NASIONALIS ALA INDONESIA
Dalam sebuah literature, saya menemukan bahwasanya nasionalisme ala Indonesia yaitu nasionalisme Pancasila. Berarti, idealnya nasionalisme yang diwujudkan manusia Indonesia ialah (1) nasionalisme yang memandang bahwa semua manusia adalah ciptaan Tuhan Yang Maha Esa, sehingga punya hakikat dan martabat yang sejajar. (2) nasionalisme yang tidak mengarah kepada Chauvinisme, melainkan saling menghormati kemerdekaan manusia dan bangsa lain. (3)bertujuan menumbuhkembangkan semangat persatuan dan kesatuan dalam bela Negara, menghapuskan bakteri – bakteri fanatisme yang dapat merontokkan harmonisasi keindahan dalam perbedaan, bak keselarasan notasi tangga nada –nada yang indah, namun berasal dari nada – nada yang berbeda. (4) terwujud dalam sikap demokratis demi mewujudkan cita – cita hidup bernegara yang sesuai dengan paham kedaulatan rakyat, serta (5) mendorong tumbuhnya semangat perwujudan kesejahteraan bagi seluruh manusia Indonesia (amanat pembukaan UUD 1945 alinea keempat).
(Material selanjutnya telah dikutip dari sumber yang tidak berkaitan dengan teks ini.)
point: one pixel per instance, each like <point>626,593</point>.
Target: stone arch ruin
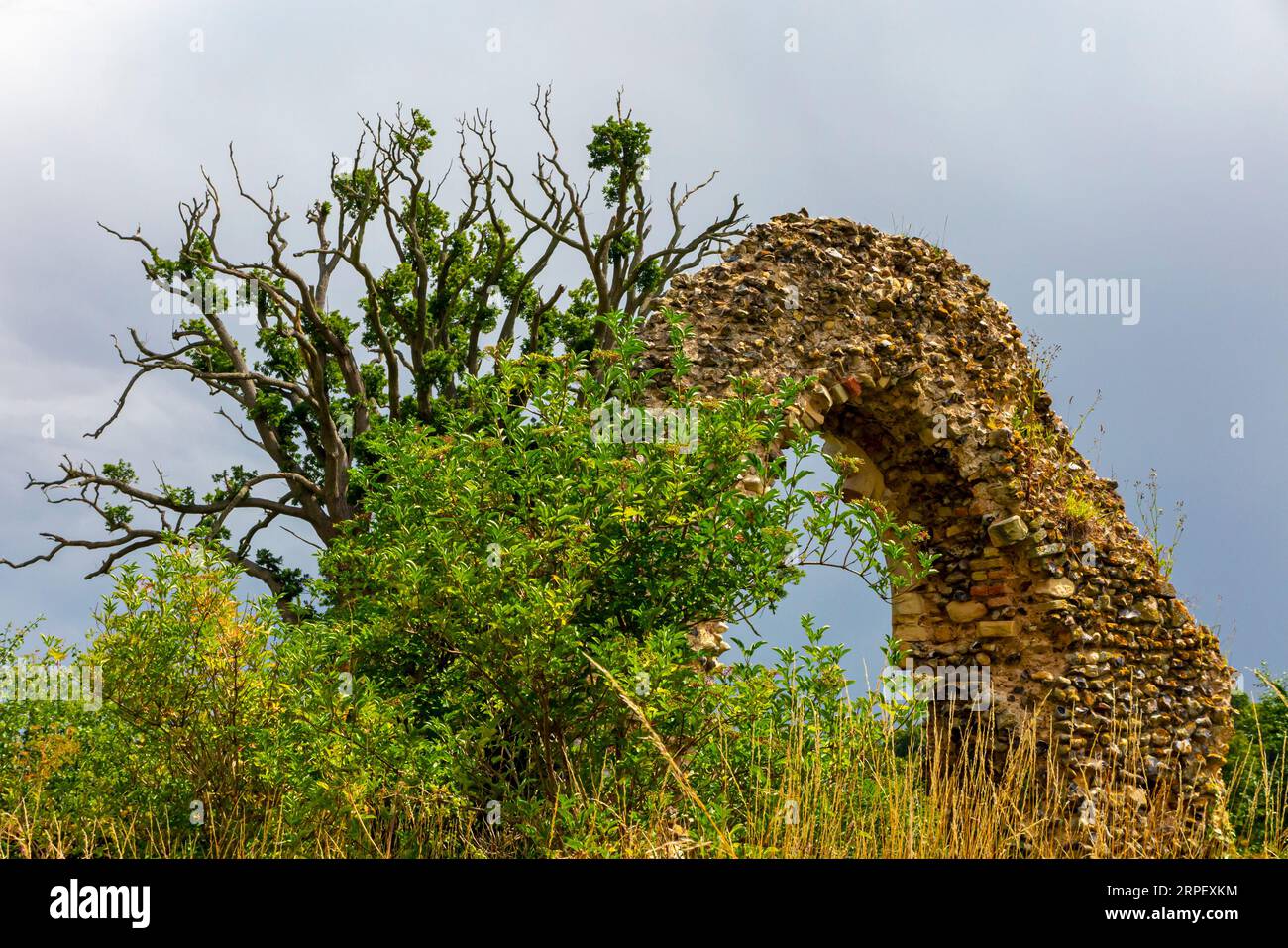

Semua ini terwujud dalam nasionalisme dalam arti sempit yaitu meninggikan bangsa lain serta dalam arti luas menghormati bangsa lain.
Terkait parameter seseorang yang me – nasionalis itu, semakin terdegradasinya pahaman terhadap nasionalisme maka meniscayakan adanya pendangkalan memaknai serta miskin metode dalam penerapannya. Maka nasionalisme hari ini terenjara dalam simbolik – simbolik instrumental, bukan nasionalisme substansial lagi. Nafas nasionalisme ter-marginal-kan, simbolik diagung – agungkan. Sehingga muncul pendewaan terhadap nasionalisme bergaya musiman, atau bahasa kerennya TREND NASIONALISME. Kecintaan, kesetiaan terhadap bangsa barulah terjiwai saat musim sepakbola, musimnya atlet bulutangkis berlaga dalam kejuaraan internasional, atau yang paling teasa yakni pada saat dimana hari jadi Indonesia telah didepan mata. Maka menjadi trend-lah kaos berlabel Garuda Didadaku, poster atlet bulutangkis yang mendadak menjadi idola, serta bendera merah putih yang berkibar dimana – mana (meskipun mungkin tiang penyangganya rapuh dan hamper saja pongah).
Tak menjadi persoalan memang dengan pernyataan bahwa ternyata bola bias “menyatukan”, prestasi bulutangkis membuat bulu kuduk merinding, atau sejarah sebagai refleksi untuk spirit dimasa depan. Namun, pertanyaannya kemudian, mengapa nafas cinta tanah air tersebut tidak kita wujudkan sehari – hari. Bukan hanya sebatas momentuman?? Misalnya saja melalui pengamalan jiwa Pancasila – is ; tanpa fanatisme keagamaan/ kesukuan dsb, budaya demokrasi yang sehat, dan yang paling penting ialah KATAKAN TIDAK PADA KORUPSI, dan apliaksikan !!
Untuk penjewantahan poin ketiga (Sudah me-nasionalis-kah kita?), mari renungkan masing – masing.